In einem begleitenden Kommentar im New England Journal wird die neue Therapieoption der Radioimmuntherapie bei fortgeschrittenem follikulärem B-Zell-Lymphom prinzipiell als Bereicherung gewürdigt. Die Sicherheitsdaten seien überzeugend, nicht dagegen die Wirksamkeitsdaten. Zum einen sind die Patienten mit einem Durchschnittsalter von 49 Jahren nicht repräsentativ für die normalerweise über 60-jährigen Lymphom-Patienten.

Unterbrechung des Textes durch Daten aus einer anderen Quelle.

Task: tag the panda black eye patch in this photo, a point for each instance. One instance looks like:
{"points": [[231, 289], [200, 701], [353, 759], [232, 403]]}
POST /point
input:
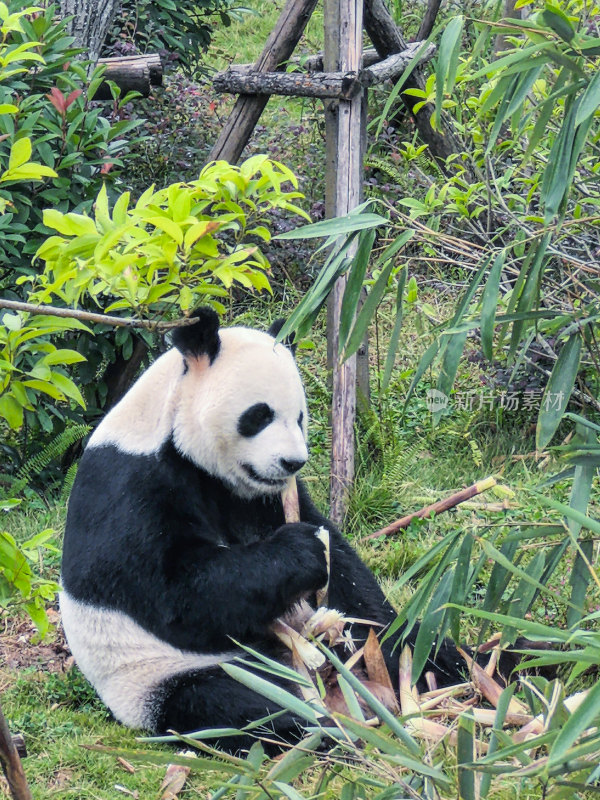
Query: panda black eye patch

Außerdem lässt eine fehlende Kontrollgruppe keine Aussage über den Krankheitsverlauf unter anderen, etablierten Therapieformen zu – beispielsweise „Watchfull-waiting“, Monotherapie mit Chlorambucil (Leukeran®), Fludarabin (Fludara®) oder Rituximab (MabThera®) oder milden Kombinationsschemata. Erst in einer prospektiven Doppelblindstudie wird man den therapeutischen Wert dieser neuen Behandlungsmethode erkennen können.

Quellen

Kaminski MS, et al. 131I-Tositumomab therapy as initial treatment for follicular lymphoma. N Engl J Med 2005;352:441–9.

Connors JM. Radioimmunotherapy – hot new treatment for Lymphoma. N Engl J Med 2005;352:496–8.